Friday 22 May 2009

The Bionic Woman

So some of you may have caught The Sun's 'story' about Heather Mills getting approached by Capcom to front the publicity campaign for the long anticipated next-gen sequel to classic platformer Bionic Commando. Appearing beneath the headline 'GREEDY MUCCA'S OUT OF LUCKA' the article frothed about how she had supposedly been asked 'because of her charity work with amputees', only to ask for ten times more money than she had been offered, and also 'that a character based on her should be the star of the project'. When passing on the story, various gaming websites have interpreted this as Mills demanding that she be made the game's protagonist. The general thrust across the board seems to be that this is just more proof - as if proof were needed - that Heather Mills is a grasping, avaricious harpy with all the self-awareness of a vacuum cleaner.

Here's my take. One, she wasn't being approached by a charity organisation asking her to help them raise money for a good cause. She was being approached by a massive video games company who wanted to exploit her celebrity to help them flog a product. Not just that, but their only interest in her was in her capacity as a famous monoped. I've noted before that the UK press seem to have got together and decided that Heather Mills' having one leg is not a disability so much as a comic misfortune, and therefore it's okay to take the piss, whilst elsewhere paying lip service to the idea that prejudice against people because of physical disabilities is a Bad Thing. She had every right to turn them down, or ask for whatever remuneration she felt fair.

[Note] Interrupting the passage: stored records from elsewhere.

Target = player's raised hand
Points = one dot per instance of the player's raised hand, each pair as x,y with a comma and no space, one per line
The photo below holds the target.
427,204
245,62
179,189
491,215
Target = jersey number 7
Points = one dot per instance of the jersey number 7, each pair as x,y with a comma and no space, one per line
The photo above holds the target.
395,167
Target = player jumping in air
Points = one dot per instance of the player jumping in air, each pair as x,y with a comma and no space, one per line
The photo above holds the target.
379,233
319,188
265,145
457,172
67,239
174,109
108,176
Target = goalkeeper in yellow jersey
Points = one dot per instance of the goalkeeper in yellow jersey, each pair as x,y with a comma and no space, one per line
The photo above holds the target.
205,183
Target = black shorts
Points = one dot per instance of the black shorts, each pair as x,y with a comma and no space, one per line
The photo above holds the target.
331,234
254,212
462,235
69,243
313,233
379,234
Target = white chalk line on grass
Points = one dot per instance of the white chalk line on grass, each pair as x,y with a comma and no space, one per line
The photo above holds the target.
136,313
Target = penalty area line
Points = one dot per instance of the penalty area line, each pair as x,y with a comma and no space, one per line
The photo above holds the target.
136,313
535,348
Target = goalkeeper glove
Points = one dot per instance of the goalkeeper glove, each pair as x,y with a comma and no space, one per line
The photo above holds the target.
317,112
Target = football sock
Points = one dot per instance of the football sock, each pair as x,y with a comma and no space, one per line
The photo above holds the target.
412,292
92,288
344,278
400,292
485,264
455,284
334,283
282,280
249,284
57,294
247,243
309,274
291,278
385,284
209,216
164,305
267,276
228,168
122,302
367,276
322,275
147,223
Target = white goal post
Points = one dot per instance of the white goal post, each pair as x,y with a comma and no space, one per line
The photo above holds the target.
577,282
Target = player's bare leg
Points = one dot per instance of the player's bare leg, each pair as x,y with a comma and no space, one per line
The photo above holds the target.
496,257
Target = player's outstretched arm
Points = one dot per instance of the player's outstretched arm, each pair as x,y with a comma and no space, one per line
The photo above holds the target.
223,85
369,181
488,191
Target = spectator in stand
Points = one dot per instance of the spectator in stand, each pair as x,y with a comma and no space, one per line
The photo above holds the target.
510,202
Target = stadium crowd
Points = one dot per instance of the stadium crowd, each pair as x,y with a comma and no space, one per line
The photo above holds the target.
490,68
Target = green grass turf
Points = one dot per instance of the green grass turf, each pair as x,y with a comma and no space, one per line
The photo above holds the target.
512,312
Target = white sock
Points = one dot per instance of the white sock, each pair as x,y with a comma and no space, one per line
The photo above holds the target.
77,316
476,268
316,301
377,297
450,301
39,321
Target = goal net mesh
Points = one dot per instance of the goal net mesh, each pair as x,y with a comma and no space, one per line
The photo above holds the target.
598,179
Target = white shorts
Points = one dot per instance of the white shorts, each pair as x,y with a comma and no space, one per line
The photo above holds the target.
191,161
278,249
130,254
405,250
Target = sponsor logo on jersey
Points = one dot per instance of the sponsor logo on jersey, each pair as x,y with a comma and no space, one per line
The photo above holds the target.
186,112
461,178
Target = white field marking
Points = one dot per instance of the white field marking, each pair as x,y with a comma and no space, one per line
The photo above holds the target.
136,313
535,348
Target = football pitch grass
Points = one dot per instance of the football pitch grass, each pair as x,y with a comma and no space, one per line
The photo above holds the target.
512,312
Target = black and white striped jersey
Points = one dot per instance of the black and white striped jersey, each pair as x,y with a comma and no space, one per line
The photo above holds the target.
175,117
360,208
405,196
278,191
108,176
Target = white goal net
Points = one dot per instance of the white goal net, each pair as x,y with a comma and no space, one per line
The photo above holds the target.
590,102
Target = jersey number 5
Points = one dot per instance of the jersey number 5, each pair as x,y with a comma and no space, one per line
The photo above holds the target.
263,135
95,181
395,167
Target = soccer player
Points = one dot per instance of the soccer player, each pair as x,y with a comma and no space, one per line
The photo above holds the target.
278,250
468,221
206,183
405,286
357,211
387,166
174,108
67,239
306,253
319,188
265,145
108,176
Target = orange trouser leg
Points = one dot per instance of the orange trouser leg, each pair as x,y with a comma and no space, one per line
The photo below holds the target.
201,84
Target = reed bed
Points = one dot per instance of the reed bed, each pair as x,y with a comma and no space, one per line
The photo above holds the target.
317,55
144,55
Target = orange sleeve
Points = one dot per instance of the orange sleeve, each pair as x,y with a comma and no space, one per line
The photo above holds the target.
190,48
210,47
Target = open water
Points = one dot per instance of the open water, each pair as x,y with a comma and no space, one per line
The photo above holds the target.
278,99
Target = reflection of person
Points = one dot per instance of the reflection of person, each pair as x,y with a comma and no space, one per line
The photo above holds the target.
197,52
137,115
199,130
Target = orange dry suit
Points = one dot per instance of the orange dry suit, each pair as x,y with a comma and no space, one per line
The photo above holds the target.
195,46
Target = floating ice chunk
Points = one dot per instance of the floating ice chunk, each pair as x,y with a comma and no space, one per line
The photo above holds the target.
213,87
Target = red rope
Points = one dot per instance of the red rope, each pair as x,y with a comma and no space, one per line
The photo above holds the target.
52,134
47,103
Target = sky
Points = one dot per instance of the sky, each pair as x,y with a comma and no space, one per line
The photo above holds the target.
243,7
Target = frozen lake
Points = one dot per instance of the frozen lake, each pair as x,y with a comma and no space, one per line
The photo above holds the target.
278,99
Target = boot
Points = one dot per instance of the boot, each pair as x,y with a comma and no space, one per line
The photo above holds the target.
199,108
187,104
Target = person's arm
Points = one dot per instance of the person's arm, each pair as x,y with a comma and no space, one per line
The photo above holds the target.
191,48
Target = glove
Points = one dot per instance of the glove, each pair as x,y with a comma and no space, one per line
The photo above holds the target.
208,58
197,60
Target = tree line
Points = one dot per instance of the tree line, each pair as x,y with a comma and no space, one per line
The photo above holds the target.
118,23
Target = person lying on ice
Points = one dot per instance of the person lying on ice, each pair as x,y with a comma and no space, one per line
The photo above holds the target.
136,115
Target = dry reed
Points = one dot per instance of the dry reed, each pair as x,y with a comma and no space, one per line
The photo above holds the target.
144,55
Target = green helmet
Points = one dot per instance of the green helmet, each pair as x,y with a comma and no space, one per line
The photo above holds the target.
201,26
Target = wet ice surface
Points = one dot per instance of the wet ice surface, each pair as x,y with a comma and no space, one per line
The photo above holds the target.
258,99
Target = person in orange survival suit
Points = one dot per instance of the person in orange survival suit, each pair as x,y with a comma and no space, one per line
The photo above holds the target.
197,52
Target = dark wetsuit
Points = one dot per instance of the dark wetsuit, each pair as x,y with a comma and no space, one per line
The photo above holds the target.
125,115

Two, if I were asked to be part of an advertising campaign for Bionic Commando, I hope I'd have the chutzpah to ask to be the main character. If it's true, then all she's done there is show good taste. The original Bionic Commando is an awesome game - one of the only platformers I can think of that doesn't have a jump commmand, but it's really compact and fun and packed with cool ideas.

The purpose of the game is to infiltrate the enemy's secret base, prevent their huge missile from being launched, and then kill their General. You get to swing from roof beams, sneak past searchlights, and battle helicopters and giant robots. It's tough without being unfair, and the thrill of grapneling over a pack of soldiers' heads is rarely matched in games from the same era.

Third, I reckon the whole piece smells fishy. Would you really approach Heather Mills, practically persona non gratis in the UK press, to promote a game aimed primarily at 14-20 year old males? That's like employing Esther Rantzen as the face of Resident Evil.

Given that the story clearly wasn't put out by Mills herself, it seems likely that what you've got is a canny/cynical PR agency offering her a derisory sum to be involved in promotion, knowing that she'd ask for more, then putting the story out as a way of publicising their game, disingenuously citing it as yet another example of her 'greed' - the kind of quirky celeb piece twatty, credulous rags like The Sun gobble up unquestioningly. Look, Heather Mills might not be a very nice person, I accept that, but I don't know her so it's not my place to judge - and paper-thin promo-articles like this tell us nothing, except that during this economic downturn, attention-hungry companies can always rely on the prejudice and gullibility of the British press.

1 comment:

  1. great post. i like heather mills. didn't she write 2/3rd of the lyrics to elenor rigby?